Why oh why are people always coveting, always feeling inadequate and unfulfilled, always comparing, always jealous, always getting stuck in that pothole of self-pity where we think we deserve more just because we have once dreamed big? And now, having lost sight of some part of that dream makes us feel wronged, as if someone has robbed us of something we were entitled to?

I wish it was easier for us to be satisfied. I wish it was easier to accept, and come to terms with the binds that circumstances have locked into place. I wish I didn’t wish I sing better, dance better, write better, speak better, love better. Being happy shouldn’t be difficult. It shouldn’t be so conditional, so demanding, and so easily sullied.

What’s worse is that I seem to have walked straight out of university into being surrounded by people that are perpetually lamenting how they should have been somebody better and bigger. Oh they should have been pursuing the career of their dreams, be high-flying young men and women in their twenties, fashionably dressed, doing what they loved the most, and taking the world by storm at the same time!

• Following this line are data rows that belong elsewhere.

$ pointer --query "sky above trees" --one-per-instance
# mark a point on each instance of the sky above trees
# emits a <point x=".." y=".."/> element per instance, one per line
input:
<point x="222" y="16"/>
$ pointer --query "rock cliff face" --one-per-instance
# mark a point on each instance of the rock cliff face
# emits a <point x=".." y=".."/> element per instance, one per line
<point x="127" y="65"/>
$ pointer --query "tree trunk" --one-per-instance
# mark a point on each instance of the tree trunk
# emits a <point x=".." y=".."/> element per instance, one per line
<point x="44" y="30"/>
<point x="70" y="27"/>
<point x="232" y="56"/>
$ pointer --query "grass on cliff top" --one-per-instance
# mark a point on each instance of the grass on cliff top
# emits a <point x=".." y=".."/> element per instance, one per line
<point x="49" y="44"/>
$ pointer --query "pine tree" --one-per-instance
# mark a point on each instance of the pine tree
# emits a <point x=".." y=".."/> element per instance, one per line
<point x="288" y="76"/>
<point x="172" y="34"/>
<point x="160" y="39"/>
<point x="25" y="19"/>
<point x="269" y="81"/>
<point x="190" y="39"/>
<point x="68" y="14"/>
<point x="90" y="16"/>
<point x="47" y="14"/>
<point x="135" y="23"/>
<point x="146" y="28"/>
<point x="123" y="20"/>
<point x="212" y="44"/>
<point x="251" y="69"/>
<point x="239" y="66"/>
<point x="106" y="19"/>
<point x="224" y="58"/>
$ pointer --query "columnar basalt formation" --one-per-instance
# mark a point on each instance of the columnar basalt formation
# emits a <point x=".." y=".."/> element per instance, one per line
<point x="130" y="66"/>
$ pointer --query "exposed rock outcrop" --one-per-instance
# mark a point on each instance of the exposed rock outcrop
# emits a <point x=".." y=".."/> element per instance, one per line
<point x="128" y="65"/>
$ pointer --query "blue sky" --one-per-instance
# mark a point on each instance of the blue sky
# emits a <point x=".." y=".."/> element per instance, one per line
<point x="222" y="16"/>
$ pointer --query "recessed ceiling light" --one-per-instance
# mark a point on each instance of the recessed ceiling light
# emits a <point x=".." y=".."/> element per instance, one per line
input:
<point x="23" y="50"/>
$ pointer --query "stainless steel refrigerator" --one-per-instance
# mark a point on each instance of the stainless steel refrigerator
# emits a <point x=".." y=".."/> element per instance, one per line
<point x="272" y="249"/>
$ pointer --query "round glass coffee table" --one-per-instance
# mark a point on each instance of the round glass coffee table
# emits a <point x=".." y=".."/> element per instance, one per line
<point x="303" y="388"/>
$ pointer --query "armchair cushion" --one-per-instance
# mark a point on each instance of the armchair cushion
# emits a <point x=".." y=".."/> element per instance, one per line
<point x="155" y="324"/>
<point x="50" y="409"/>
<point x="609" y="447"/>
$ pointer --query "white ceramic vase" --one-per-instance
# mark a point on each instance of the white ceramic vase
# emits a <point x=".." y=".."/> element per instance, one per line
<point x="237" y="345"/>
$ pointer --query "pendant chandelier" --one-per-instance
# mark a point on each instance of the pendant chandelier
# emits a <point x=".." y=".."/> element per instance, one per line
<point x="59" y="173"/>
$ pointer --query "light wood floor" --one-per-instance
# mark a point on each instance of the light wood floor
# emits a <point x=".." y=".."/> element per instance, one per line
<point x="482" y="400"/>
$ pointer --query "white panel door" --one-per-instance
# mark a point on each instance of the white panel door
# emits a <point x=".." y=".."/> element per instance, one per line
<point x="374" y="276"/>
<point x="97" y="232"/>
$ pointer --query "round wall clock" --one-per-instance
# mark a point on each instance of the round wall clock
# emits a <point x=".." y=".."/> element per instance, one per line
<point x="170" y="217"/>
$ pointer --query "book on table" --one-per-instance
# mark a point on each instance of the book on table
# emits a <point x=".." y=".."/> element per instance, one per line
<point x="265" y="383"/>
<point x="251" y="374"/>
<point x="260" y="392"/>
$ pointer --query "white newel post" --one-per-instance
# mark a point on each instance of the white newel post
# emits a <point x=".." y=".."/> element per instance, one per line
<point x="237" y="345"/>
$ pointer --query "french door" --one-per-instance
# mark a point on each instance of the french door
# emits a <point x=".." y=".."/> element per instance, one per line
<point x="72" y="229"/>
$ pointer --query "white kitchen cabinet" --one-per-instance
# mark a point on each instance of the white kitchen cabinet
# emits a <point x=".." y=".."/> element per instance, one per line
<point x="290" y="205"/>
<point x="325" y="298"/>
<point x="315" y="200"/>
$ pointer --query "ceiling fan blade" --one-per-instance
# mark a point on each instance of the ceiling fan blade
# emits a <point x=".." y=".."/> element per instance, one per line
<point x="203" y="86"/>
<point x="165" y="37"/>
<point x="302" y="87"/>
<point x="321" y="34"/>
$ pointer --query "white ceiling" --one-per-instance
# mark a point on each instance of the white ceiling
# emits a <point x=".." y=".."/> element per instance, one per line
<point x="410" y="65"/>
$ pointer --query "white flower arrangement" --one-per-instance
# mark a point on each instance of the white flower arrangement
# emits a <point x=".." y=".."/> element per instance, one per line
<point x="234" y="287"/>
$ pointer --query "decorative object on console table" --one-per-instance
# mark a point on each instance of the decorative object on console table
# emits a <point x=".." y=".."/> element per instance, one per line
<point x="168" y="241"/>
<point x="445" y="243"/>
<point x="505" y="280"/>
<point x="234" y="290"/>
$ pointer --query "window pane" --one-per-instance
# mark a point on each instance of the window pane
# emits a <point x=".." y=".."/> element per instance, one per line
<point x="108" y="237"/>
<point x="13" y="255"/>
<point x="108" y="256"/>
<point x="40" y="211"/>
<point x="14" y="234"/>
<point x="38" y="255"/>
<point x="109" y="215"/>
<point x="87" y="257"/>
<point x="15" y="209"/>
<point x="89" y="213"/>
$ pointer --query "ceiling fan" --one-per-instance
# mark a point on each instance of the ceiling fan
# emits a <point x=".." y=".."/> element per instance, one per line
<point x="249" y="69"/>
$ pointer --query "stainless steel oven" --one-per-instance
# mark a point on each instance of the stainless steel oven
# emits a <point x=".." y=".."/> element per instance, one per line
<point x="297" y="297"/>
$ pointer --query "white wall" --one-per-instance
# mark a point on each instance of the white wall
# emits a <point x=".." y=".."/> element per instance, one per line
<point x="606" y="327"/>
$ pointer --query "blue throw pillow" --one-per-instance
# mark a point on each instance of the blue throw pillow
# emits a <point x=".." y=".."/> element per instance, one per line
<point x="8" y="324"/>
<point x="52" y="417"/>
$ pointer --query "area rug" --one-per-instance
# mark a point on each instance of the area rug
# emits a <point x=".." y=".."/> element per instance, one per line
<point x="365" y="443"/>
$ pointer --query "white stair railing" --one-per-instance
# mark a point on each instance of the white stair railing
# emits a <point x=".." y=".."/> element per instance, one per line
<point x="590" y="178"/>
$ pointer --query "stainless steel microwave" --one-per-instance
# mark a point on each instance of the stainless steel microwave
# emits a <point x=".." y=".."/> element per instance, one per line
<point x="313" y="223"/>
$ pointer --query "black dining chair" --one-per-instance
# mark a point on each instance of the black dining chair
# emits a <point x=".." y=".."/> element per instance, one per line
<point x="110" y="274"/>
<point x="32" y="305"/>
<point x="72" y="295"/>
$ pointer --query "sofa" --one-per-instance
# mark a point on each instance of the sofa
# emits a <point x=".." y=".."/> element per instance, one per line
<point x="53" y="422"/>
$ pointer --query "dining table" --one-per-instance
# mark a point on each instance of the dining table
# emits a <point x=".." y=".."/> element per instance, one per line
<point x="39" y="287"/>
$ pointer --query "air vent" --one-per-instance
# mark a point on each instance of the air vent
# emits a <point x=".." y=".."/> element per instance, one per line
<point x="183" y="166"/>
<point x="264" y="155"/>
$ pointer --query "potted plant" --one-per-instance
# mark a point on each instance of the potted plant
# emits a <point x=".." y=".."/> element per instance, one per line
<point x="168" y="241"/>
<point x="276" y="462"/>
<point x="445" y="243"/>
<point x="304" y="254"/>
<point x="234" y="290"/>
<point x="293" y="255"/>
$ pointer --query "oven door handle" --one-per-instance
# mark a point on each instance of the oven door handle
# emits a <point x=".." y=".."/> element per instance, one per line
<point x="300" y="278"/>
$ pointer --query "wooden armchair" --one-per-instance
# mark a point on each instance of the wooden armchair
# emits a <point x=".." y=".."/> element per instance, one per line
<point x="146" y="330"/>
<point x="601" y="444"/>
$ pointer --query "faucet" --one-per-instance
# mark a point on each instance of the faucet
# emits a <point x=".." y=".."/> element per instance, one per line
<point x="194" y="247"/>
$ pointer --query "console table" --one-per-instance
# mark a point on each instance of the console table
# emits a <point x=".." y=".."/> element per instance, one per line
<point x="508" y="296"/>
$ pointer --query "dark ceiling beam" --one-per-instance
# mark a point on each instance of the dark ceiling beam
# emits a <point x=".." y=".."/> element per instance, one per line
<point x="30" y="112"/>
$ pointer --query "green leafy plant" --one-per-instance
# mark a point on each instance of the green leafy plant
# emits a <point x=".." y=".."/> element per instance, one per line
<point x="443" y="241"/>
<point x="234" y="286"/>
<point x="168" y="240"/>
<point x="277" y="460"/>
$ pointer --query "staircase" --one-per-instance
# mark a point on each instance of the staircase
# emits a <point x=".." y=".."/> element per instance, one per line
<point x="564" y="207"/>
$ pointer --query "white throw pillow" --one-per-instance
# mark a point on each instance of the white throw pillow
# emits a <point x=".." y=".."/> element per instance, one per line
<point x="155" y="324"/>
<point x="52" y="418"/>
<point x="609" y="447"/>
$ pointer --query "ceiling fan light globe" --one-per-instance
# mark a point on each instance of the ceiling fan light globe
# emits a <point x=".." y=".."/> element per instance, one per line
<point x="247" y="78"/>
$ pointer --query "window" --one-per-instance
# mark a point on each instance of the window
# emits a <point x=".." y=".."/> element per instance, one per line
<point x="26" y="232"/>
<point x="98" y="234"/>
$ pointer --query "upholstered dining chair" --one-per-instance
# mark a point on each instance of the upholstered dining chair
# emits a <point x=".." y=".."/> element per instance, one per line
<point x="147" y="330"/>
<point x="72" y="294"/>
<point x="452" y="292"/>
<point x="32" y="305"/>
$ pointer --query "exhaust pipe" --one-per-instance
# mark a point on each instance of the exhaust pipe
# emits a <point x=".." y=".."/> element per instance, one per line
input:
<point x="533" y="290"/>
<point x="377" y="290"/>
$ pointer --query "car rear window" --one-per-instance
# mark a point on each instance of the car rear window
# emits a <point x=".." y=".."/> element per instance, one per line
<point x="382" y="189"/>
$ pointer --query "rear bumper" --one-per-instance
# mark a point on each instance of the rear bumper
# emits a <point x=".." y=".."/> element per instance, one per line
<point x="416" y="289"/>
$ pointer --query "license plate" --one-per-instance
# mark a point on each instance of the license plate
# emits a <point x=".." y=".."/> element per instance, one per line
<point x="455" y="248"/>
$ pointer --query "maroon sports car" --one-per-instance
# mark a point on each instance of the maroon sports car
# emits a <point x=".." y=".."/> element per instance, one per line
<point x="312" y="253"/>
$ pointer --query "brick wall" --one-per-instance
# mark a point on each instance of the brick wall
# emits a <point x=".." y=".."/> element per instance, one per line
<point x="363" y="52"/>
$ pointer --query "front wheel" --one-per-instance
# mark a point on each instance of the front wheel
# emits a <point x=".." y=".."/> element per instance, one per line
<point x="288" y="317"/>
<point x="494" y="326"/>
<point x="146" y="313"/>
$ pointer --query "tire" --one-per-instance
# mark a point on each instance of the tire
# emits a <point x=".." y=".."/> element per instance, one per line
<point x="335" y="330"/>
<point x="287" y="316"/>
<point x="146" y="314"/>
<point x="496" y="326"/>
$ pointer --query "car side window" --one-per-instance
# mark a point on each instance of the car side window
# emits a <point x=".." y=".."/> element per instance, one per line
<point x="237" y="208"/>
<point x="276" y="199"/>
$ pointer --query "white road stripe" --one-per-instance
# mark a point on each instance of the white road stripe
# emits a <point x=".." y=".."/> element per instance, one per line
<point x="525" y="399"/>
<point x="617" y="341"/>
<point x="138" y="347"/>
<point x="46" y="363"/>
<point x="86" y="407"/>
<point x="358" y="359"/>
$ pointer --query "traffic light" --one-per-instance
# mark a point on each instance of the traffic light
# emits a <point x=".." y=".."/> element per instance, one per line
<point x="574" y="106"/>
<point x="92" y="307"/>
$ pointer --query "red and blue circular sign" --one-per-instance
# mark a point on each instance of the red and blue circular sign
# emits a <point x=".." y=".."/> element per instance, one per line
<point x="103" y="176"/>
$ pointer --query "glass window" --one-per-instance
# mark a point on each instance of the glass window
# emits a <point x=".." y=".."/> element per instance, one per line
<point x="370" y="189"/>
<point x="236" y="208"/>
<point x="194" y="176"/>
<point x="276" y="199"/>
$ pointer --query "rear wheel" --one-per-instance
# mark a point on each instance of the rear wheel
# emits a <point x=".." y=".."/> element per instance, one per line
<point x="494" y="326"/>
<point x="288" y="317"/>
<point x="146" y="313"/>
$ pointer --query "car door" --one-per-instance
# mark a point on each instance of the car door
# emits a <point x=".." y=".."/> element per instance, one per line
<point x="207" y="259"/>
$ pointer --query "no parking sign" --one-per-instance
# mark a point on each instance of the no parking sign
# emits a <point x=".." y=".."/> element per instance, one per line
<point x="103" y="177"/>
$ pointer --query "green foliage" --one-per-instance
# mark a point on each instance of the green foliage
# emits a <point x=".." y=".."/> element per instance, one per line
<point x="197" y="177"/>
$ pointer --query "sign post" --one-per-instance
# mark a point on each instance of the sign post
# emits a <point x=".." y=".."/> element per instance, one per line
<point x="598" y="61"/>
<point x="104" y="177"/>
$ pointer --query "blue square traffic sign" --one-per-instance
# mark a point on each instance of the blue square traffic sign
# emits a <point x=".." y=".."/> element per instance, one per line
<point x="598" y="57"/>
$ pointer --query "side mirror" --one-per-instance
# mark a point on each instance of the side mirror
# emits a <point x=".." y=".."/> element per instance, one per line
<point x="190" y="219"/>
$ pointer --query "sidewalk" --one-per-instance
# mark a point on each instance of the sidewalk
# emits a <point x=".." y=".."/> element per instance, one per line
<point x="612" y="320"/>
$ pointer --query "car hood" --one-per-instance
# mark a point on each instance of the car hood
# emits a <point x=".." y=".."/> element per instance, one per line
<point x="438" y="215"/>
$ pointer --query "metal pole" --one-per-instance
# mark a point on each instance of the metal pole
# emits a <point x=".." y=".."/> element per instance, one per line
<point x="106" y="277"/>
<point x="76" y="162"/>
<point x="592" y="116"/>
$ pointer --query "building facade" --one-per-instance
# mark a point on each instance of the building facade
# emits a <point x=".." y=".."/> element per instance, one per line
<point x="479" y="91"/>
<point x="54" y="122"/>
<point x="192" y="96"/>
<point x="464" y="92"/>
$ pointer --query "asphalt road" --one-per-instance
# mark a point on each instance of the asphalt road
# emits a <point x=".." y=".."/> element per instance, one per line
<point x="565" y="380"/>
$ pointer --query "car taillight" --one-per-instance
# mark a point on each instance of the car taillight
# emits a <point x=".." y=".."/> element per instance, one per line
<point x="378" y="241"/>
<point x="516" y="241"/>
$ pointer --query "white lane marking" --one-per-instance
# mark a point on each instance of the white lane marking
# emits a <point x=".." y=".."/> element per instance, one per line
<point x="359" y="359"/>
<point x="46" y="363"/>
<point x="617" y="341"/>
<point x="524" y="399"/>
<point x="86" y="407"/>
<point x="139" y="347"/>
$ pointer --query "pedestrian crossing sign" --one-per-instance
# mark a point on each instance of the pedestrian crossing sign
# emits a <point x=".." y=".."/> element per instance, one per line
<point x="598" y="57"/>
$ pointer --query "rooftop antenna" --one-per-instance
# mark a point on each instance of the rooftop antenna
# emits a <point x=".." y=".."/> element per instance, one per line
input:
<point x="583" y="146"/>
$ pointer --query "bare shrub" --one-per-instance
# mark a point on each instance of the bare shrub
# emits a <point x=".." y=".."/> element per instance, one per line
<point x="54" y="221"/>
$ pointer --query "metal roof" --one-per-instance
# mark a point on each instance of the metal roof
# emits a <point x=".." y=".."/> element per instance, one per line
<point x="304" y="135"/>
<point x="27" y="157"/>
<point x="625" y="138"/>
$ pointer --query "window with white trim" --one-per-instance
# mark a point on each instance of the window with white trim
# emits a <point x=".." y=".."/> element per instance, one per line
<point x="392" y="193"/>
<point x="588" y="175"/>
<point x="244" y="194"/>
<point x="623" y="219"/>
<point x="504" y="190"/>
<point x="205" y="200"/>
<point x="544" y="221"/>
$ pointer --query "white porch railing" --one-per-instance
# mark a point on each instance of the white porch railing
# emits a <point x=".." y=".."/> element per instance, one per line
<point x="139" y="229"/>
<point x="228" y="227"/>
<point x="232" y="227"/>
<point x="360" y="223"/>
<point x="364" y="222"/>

Do we really deserve that much in life?

I once spoke to an oldish man, very successful, very rich, and probably living that high-flying life recruiter leaflets trick us into longing for, who recounted how he started work heaving bullions in a mint at sixteen years old.

We don’t do that anymore. Nowadays we get fed into the system, and then after about 18 unspectacular years of churning out worksheet after worksheet, battling exam after exam, chasing achievement after achievement, the machine spits us out into the big bad world. It leaves us with nothing but a wispy paper scroll tied up in a ribbon, all wobbly and dazed from the years of living nice and sheltered lives.

So do we really deserve anything more than 70 more years of living an unspectacular life?

I suppose reading depressing books doesn’t do me a lot of good, does it.